Depressives and addicts mixed freely at meals. Jeff had his little group of misfit toy friends. Dropping his tray of rubber eggs and cellulose toast this morning between Delia and Mickey. Beautiful, skinny Delia with her insane raccoon eye makeup sat motionless in front of her tray, the former cover girl of the year, looking out the bay window while her nurse exhorted her to eat. Delia fit every category of pathology covered by the establishment.
"Want to hear my dream?" Mickey said, lighting a cigarette and dropping the match in his orange juice. Mickey was a seventeen-year-old crack addict.

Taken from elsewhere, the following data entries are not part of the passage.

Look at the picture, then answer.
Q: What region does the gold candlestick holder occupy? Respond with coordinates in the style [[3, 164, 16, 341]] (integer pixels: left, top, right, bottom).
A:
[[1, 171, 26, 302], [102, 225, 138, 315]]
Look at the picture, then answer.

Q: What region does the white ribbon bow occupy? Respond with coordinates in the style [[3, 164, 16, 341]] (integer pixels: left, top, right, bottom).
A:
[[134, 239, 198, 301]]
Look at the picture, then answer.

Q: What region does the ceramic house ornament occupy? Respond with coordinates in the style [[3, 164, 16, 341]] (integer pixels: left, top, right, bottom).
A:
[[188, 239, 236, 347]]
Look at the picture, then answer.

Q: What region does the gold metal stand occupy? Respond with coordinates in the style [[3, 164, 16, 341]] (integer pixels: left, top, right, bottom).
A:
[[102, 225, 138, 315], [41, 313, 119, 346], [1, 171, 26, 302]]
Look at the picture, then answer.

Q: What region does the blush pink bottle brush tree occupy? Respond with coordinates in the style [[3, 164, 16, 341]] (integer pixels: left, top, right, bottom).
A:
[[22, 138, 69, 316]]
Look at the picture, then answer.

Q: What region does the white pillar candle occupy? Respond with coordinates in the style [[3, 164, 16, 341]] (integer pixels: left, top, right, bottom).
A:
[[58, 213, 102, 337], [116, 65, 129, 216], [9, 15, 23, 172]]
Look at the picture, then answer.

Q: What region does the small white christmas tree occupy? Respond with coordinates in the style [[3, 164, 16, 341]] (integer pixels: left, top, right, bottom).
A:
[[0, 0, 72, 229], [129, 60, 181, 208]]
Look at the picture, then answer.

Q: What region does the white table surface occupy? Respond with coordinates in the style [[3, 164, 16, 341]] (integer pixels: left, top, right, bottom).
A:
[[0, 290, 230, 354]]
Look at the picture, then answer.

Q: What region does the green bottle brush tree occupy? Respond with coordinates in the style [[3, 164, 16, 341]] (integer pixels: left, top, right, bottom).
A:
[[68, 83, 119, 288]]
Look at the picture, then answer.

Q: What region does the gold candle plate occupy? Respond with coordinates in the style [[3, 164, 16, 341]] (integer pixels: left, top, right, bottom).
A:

Though he had been in for three months and was presumably clean, he always arrived at breakfast dressed for the nightlife, his long, stringy hair unwashed, his black linen jacket wrinkled and stained, reminding Jeff of the bad old mornings of his recent past.
"I'm in my car—I don't even have my driver's license yet, right?— but anywa
y, I'm in a car cruising down the West Side Highway way down in the Village. Around the Meat District, you know where that is? I can tell that's where it is, too, because there are these, like, sides of beef hanging on hooks all over the place. And I'm cruising in my car. So like I see this transvestite hooker, you know, one of those horrible creatures that work the orifices between Manhattan and its colonies, you know, I mean, isn't that what a tunnel is—it's like a hole, think of what that does to you, driving into a hole every day to go to your shitty little work cubicle in the city and then driving back out the hole to return to this aluminum-sided box where your wife is waiting. The really hilarious thing is, a lot of these transvestite hookers are saving up for operations so they can be real women and get married and live in some shitty little subdivision in Jersey. Do you know that most transsexuals get married and more than half don't tell their husbands?"
Jeff suddenly recalled a rumor he'd heard, that Bernie Melman's wife was a transsexual. He couldn't remember where he'd heard it.
"So anyway, I cruise past one of these fake chicks and then I'm slowing down my car but I'm kind of looking in from outside my dream and saying, Whoa, wait a minute, this is a dude, as in a male-type person. And then I wave the guy over—he's still dressed like a girl, right?—and he gets in the car and starts going for my zipper. I notice his makeup's melting. It falls away from his face like skin and I'm expecting to see this guy and instead it's my mother, man. My mother disguised as a guy disguised as a hooker. I mean, how twisted can you get? Taylor's gonna love it."